But every time I read the Grinch, I’m struck by a deeper, but sometimes overlooked, theme: Unconditional forgiveness is what makes a community work. In other words, the Grinch is about a community that welcomes back an outcast (and criminal) with open arms. It’s less a tale about anti-materialism than it is about compassion and mercy.
Lets look briefly at the story.
The Grinch himself lives high above Whoville. The book actually mentions that the Grinch has been living as a hermit for 53 years — a specific amount of time that implies his isolation is finite and may have been preceded by a period in which he lived in society. The idea that he was once a Who himself is further supported by the fact that, as Christmas draws near, the Grinch is well-aware of how the Whos will celebrate. He knows about the public rituals (singing around a tree in the town square) and the private activities (feasting, exchanging gifts, playing games, etc.). The Grinch is, pretty clearly, a former Who3.
The Grinch of course hates Christmas, and so he resolves to steal all the presents, decor, and food from every house in Whoville. And it works. Over the course of Christmas Eve night, the Grinch robs every household in town, thinking that such a crime will “stop Christmas from coming.”
The climax of the story — at least as it’s conventionally understood — comes soon thereafter as the Grinch, about to dump his loot off the side of a mountain, hears the Whos singing down below. He realizes he didn’t stop Christmas from coming and his shriveled heart grows three sizes. Triumphantly, he bolts back down to Whoville to return all the stolen goods.
Up until this point, the Grinch looks a lot like other true-meaning-of-Christmas stories. The Grinch is a scrooge who learns the error of his ways.
But what comes next is even more important: The Whos down in Whoville welcome the Grinch back.
This conclusion is significant. As I mentioned above, the Grinch wasn’t a stranger to the town. They would have known who he was. More importantly, the Whos would have put two and two together and realized the Grinch robbed them. His past behavior, known animosity toward Christmas, and the fact that he showed up with all the presents right after they were stolen would have made his guilt painfully obvious.
If this were a western, the Grinch would have been summarily hanged. If it were real life, he would at least be jailed. And I know if someone robbed my house on Christmas Eve then showed up and returned the presents I would be furious and looking for revenge.

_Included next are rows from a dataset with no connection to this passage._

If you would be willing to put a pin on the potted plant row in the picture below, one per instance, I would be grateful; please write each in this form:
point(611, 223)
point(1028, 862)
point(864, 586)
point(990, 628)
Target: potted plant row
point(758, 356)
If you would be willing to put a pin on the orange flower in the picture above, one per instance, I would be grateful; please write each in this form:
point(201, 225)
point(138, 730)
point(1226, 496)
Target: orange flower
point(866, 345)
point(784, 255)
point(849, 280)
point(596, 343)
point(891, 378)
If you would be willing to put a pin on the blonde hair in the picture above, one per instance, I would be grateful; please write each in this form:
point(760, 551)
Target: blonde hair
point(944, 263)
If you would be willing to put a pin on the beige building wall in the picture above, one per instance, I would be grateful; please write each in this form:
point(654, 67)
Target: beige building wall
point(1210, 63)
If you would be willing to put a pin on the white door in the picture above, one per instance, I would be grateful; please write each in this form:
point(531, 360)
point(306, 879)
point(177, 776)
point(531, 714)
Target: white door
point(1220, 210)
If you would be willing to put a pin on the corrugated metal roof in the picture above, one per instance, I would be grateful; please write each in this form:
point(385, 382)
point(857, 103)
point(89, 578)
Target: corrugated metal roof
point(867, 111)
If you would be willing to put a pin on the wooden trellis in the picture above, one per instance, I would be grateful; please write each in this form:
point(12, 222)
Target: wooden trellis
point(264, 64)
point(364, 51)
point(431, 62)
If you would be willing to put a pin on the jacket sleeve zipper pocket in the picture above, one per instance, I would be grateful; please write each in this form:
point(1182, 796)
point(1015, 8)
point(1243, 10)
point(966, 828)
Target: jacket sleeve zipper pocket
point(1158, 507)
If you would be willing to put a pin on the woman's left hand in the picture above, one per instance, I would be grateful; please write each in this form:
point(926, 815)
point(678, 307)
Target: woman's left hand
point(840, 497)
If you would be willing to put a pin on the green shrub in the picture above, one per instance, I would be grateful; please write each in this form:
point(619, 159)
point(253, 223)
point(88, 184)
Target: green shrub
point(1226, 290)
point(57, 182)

But that’s not what the Whos did. They didn’t arrest him, cut him off or cast him out. Instead, they gave him the seat of honor at their Christmas feast, his Christmas Eve transgression apparently forgotten4.
Obviously the Grinch is not real life and doesn’t explore policy nuances. The Grinch isn’t a treatise on the criminal justice system.
But I think the story’s final act gets at a profound idea. The true meaning of Christmas, the Grinch argues, isn’t rejecting materialism and miserliness — valuable as those ideas may be — but forgiving transgressors and welcoming them back into the community.
This is an especially applicable idea right now, in a period when polarization over various cultural and political issues is getting worse. Nearly everyday, it seems, I check Facebook and see someone urging people to dump their friends and family who disagree with them on some particular issue. Estrangement isn’t just an unfortunate coincidence, sometimes it’s an explicit goal.
I don’t know how people have so many friends and family members that they can afford to cut off loved ones for the transgression du jour.
But more importantly, the Grinch argues that it’s simply better to forgive people than punish or exile them. I can’t say I’m especially good at this idea, but I started this newsletter because I suspected many of us would like to have larger communities than we currently do. There are plenty of ways to build those communities, however in the end the Grinch argues that community is made up of people who can stand to be in each other’s presence not because they have identical values or never wronged each other, but because they are willing to forgive.
Thanks for reading to the end of this post. If you enjoyed it, someone else might too.
Headlines to read this week:
“Every functional family, defined here as people willing to be in relationships without end, relies on forgiveness at some level, and surprisingly often that forgiveness is routine, spontaneous and possibly beyond merit. Not that it’s easy. But the alternative is even harder.”
Did you know that was the name of the book? I’ve read the story hundreds of times and seen the animated film many times to boot, and always thought the name was The Grinch Who Stole Christmas. There’s a bit of Mandela effect going on here.
Second most famous after Dickens’ A Christmas Carol.
I believe some of the more recent adaptions of the Grinch delve further into the character’s backstory. The only one of these that I’ve seen was the 2000 Jim Carrey version. I don’t remember much from that movie except that it seemed to be such a mess that any themes were lost. I don’t know that any of these subsequent adaptions are “canon” in the way that the book and 1966 animated adaptation are, and either way those are the two texts I’m referring to in this post.
Presumably the Grinch himself also forgave the Whos. The lackluster modern adaptions aside, it’s not clear what initially alienated the Grinch from the town and there’s no textual evidence to suggest anyone actually wronged the Grinch. The texts actually speculate on the lack of motivation, suggesting the Grinch’s grinchiness may be the result of ill-fitting shoes or a shrunken heart — things that suggest maybe the Grinch wasn’t wronged after all. (Though of course the narrator of the story could be unreliable, which raises a host of other fun questions.) In any case, I think the story is about a community that collectively forgives a transgressor. However, if we wanted to read into it a bit more, it’d probably be safe to say that the Grinch suffered some slight in the past, and had to let go of that in order to rejoin the community.